The Misframing
The market thinks attribution is breaking because of privacy.
That’s not true.
Attribution is breaking because it was never structurally sound to begin with.
Privacy didn’t break attribution.
It removed the illusion that it ever worked cleanly.
What you’re seeing now isn’t decay.
It’s exposure.
“Attribution didn’t decay. It was always an approximation pretending to be truth.”
And most teams built their entire growth strategy on top of that approximation.
What Attribution Actually Is
Attribution is a compression layer.
It takes:
- Non-linear behavior
- Multi-touch influence
- Time-delayed decisions
And forces it into:
A single causal event
That simplification is not a feature.
It’s the flaw.
Because reality doesn’t collapse cleanly.
It overlaps, compounds, and loops.
So when you force it into a linear model, you don’t just lose accuracy.
You lose causality.
Category Reinterpretation
Attribution is not measurement.
It’s a translation system.
And like any translation:
It removes nuance to create clarity
The problem is:
The more complex the system becomes,
the more aggressive the simplification needs to be.
Eventually, what you’re left with:
Looks precise
But is directionally misleading
That’s where most operators get trapped.
They mistake clean dashboards for clean truth.
The Paradigm Shift
Old model:
Attribution = truth → optimize channels
New model:
Attribution = signal → optimize system
This is not a small adjustment.
It changes the unit of optimization entirely.
From: “Which channel performs best?”
To: “Which system configuration produces the highest probability of conversion over time?”
The Demand Accumulation Engine
Marketing does not create conversions.
It creates conditions where conversion becomes inevitable.
This is the Demand Accumulation Engine.
This is not a campaign.
It’s not a funnel.
It’s a system that builds decision readiness over time.
Layer 1: Exposure
Function: Create familiarity before intent exists
Mechanism: Repeated exposure reduces cognitive resistance
It builds something attribution cannot measure:
Memory density
No one converts here.
But almost no one converts without it.
Layer 2: Intent
Function: Validate decisions already forming
Mechanism: Users seek certainty, not discovery
At this stage, influence has already happened.
Attribution just shows up late and claims ownership.
Layer 3: Conversion
Function: Remove final resistance
Mechanism: Clarity, speed, and ease
This is where attribution feels strongest.
And that’s exactly why it’s misleading.
Where Attribution Breaks
Attribution tries to answer a question it cannot support:
“Which layer caused the conversion?”
But conversions are not caused.
They are released.
They are the result of pressure building across the system.
Distortion #1: Layer Collapse
Top-of-funnel disappears.
Bottom-of-funnel gets overvalued.
Distortion #2: Time Compression
Weeks of influence get credited to seconds of action.
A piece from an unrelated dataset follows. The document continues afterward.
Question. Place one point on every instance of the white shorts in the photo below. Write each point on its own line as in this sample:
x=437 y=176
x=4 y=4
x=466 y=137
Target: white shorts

Distortion #3: Platform Bias
Each platform reports its version of truth.
Mechanism-Level Truth
Conversion is threshold-based.
It happens when:
Perceived value exceeds perceived risk
That margin is built over time.
Not in a single interaction.
Marketing’s job:
- Increase perceived value
- Decrease perceived risk
- Repeat until the threshold is crossed
Behavioral Insight
Humans don’t remember touchpoints.
They remember:
- Familiarity
- Trust
- Recognition
So when they convert, they don’t think:
“This ad worked.”
They think:
“This feels like the right choice.”
Strategic Implications
Most companies optimize what is measurable.
Not what is causal.
This leads to:
- Overinvestment in conversion channels
- Underinvestment in awareness
- Rising acquisition costs
The Replacement System
Probabilistic Growth Modeling
This replaces certainty with signal.
1. Blended Metrics
- Blended CAC
- MER
2. Incrementality Testing
Measure impact by removing variables.
3. Leading Indicators
- Branded search
- Direct traffic
- Engagement velocity
4. Conversion Lag
Measure time between first exposure and purchase.
Why Now
- Privacy is reducing tracking accuracy
- Platforms are fragmenting journeys
- Users require more exposure to decide
The system became more complex.
The measurement stayed simple.
Second-Order Insight
As attribution weakens:
Advantage shifts to better thinkers, not better tools.
This creates a divide:
- Teams that optimize dashboards
- Teams that design systems
Food for thought
If attribution was never fully accurate…
Why are you still using it as truth?
And if conversions are the output of accumulated certainty…
Where in your system are you actually creating it?